Com seus enormes campos de energia, a Rússia é a quarta maior fonte mundial de gases de efeito estufa, o terceiro maior fornecedor de carvão e o maior emissor de metano – um gás que se dissipa mais rápido na atmosfera do que o dióxido de carbono, mas é 25 vezes mais potente em capturando calor.
Quando a Escócia sediou a cúpula climática COP25 no final do ano passado, o presidente russo, Vladimir Putin, recusou-se a comparecer. Nessa cúpula, o governo Biden e a União Européia lançaram o Global Methane Pledge, com o objetivo de reduzir as emissões em 30% até 2030. Desde então, mais de 110 nações assinaram o compromisso, mas a Rússia declinou, assim como China, Índia e Austrália, entre outros.
Mesmo antes do conflito, a Rússia estava tentando vender mais gás e carvão para a China, sua aliada para enfrentar a influência dos EUA na Europa e na Ásia. Para ajudar a Rússia a enfrentar as sanções ocidentais, a China pode estar mais ansiosa agora para comprar gás e carvão russos, alertam alguns analistas.

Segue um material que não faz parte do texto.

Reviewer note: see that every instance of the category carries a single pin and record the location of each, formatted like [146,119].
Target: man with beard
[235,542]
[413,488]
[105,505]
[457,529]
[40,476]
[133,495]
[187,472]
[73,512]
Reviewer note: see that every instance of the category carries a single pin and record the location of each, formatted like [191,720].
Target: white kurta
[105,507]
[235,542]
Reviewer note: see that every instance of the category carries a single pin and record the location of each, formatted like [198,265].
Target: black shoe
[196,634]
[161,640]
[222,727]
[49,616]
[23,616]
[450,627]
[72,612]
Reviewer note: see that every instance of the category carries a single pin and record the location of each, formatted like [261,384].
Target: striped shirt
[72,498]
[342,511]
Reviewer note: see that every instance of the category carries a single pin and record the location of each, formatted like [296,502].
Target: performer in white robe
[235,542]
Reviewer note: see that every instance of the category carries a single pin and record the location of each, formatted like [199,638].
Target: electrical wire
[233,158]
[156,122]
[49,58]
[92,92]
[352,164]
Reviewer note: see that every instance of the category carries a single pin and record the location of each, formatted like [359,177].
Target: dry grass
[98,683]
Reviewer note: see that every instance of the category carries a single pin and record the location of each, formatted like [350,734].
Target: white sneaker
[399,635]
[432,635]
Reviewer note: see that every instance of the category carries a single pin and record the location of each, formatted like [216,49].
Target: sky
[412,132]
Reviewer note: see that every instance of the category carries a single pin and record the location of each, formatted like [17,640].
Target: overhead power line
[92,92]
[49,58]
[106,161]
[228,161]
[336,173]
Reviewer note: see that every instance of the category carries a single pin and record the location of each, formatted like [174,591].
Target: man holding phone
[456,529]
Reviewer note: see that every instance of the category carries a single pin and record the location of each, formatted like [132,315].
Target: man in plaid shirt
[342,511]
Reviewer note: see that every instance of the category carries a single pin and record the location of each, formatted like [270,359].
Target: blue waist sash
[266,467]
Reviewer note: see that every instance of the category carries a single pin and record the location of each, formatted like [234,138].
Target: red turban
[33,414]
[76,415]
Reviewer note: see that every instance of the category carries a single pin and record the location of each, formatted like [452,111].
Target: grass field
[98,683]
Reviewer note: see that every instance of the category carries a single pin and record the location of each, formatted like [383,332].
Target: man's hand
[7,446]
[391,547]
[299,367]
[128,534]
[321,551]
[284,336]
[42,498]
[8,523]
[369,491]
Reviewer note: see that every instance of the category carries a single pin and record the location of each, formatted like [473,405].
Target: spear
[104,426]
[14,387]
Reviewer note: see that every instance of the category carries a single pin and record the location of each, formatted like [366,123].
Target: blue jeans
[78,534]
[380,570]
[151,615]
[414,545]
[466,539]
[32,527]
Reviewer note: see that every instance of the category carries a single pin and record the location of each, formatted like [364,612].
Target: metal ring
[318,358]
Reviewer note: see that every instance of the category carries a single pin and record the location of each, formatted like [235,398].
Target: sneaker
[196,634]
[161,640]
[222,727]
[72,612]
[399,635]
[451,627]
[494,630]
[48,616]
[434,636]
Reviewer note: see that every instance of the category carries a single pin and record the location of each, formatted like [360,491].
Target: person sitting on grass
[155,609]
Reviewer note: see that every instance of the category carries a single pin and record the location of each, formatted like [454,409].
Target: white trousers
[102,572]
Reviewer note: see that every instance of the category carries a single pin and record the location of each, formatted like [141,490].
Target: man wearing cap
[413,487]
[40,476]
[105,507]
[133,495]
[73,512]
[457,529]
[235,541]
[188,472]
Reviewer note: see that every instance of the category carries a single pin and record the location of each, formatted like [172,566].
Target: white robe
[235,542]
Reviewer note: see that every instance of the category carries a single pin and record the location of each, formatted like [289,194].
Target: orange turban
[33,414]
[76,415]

A guerra também pode gerar alguns benefícios climáticos. Muitas nações europeias dependem do gás natural russo e agora podem investir mais rapidamente em energia limpa e na transição para veículos movidos a energia elétrica.
Kristine Berzina, membro sênior e chefe da equipe de geopolítica do German Marshall Fund – um think tank em Washington – disse que a invasão criou um imperativo moral para se afastar da energia russa e adotar tecnologias mais limpas.

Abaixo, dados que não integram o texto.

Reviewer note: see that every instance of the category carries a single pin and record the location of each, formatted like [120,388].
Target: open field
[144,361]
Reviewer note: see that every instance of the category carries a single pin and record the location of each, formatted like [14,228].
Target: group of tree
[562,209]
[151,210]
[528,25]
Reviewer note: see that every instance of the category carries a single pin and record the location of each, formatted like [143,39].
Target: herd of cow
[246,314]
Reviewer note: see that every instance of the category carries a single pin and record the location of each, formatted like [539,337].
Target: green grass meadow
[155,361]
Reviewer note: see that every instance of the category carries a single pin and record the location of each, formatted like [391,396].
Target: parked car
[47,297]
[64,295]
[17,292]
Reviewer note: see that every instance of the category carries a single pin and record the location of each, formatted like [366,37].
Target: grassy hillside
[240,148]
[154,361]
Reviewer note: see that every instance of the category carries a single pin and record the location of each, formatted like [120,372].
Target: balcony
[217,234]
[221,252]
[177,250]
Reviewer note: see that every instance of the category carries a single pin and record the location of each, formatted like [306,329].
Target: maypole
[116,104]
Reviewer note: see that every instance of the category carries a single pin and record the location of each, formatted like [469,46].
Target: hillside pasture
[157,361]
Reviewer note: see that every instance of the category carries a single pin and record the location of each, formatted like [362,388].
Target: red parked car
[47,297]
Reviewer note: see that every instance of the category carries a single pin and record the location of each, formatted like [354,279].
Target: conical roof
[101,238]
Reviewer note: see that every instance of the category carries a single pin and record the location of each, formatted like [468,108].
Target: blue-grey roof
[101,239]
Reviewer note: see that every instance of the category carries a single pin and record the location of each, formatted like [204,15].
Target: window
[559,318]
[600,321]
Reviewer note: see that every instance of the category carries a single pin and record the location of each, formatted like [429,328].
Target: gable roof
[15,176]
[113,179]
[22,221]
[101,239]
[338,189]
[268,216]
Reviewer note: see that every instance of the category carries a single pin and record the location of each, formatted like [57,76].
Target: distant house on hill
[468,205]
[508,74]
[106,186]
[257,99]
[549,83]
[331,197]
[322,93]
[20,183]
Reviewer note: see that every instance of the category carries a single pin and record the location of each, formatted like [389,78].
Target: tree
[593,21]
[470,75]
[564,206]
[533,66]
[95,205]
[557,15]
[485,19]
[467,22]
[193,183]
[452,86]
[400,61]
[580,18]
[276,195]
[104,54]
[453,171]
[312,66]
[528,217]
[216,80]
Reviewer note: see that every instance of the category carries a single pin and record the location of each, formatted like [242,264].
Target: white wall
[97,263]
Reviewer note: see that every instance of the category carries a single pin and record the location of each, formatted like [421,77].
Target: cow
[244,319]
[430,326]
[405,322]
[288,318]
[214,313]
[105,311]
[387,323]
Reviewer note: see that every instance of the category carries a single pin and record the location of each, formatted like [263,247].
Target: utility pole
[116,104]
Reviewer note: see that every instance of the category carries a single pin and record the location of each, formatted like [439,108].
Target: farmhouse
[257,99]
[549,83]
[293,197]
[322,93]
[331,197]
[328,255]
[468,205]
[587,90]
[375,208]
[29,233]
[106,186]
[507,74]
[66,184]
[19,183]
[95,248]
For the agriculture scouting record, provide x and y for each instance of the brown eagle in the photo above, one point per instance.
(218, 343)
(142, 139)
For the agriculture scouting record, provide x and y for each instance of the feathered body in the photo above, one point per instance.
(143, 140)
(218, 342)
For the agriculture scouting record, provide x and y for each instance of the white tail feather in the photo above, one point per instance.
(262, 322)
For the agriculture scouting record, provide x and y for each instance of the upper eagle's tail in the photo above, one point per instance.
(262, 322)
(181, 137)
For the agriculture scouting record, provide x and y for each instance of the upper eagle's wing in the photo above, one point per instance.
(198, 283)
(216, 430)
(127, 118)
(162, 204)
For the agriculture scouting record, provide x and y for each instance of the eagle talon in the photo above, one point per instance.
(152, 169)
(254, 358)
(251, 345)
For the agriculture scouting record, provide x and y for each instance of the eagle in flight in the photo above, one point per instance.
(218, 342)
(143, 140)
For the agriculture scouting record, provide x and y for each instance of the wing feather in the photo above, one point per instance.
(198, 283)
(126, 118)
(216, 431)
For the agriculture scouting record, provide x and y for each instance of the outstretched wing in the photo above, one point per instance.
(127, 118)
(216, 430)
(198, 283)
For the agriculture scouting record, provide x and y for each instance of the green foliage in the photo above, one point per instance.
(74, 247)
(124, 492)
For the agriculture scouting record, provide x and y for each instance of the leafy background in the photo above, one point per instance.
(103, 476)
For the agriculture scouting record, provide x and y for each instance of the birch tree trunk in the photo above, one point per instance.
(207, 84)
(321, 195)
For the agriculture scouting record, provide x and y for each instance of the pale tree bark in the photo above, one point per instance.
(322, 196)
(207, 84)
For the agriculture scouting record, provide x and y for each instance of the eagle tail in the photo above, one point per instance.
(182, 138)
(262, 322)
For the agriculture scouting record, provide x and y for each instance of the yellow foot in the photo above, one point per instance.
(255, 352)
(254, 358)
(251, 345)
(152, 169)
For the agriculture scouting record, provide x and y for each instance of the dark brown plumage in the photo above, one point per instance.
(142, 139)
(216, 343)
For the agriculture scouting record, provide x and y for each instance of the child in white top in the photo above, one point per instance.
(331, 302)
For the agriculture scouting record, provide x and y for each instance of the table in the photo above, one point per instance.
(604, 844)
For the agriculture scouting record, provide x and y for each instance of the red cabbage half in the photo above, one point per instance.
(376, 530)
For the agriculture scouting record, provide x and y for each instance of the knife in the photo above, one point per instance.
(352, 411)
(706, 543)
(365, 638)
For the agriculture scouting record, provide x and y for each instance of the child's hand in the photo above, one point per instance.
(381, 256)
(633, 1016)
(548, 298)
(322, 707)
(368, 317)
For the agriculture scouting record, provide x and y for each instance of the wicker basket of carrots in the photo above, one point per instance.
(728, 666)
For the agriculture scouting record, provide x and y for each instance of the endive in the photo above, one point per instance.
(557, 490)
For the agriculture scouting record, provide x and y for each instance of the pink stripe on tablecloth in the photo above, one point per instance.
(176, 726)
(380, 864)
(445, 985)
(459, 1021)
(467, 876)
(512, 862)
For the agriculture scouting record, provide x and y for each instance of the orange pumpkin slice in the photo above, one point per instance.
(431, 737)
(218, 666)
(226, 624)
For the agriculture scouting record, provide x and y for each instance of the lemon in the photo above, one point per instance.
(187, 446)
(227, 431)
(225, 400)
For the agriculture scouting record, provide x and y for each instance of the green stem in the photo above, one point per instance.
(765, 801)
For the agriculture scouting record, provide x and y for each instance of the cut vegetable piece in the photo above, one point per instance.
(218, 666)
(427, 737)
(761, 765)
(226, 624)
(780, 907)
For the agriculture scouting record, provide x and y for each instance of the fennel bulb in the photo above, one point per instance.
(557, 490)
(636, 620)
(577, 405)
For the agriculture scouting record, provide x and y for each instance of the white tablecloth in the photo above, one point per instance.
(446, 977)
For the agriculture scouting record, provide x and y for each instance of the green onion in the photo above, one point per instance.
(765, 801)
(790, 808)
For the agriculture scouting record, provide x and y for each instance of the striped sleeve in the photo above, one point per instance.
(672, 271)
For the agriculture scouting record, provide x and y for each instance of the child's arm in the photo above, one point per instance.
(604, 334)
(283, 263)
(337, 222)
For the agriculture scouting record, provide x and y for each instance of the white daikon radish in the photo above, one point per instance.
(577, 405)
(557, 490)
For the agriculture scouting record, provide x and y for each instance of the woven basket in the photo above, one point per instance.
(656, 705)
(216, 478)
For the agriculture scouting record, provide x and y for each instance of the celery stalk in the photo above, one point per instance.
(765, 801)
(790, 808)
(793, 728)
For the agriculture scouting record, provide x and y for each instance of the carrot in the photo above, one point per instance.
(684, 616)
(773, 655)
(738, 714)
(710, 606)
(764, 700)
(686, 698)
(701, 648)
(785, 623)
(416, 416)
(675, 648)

"A União Européia está prestes a se esforçar para tirar a Europa dos combustíveis fósseis russos", disse ela. Enquanto os países europeus ainda estiverem comprando petróleo e gás da Rússia, eles estão "financiando a máquina de guerra".
Até recentemente, o Ártico era uma região onde a Rússia e a Europa estavam avançando nas preocupações climáticas, mas agora esses esforços também estão em dúvida.
A Rússia é a atual presidente do Conselho do Ártico, um dos poucos locais diplomáticos onde a cooperação climática tende a florescer, disse Marisol Maddox, analista sênior do Ártico do Instituto Polar do Woodrow Wilson International Center for Scholars, em Washington. O fórum intergovernamental é composto por delegados dos Estados Unidos, Canadá, Islândia, Groenlândia, Noruega, Suécia e Finlândia, além de seis organizações indígenas.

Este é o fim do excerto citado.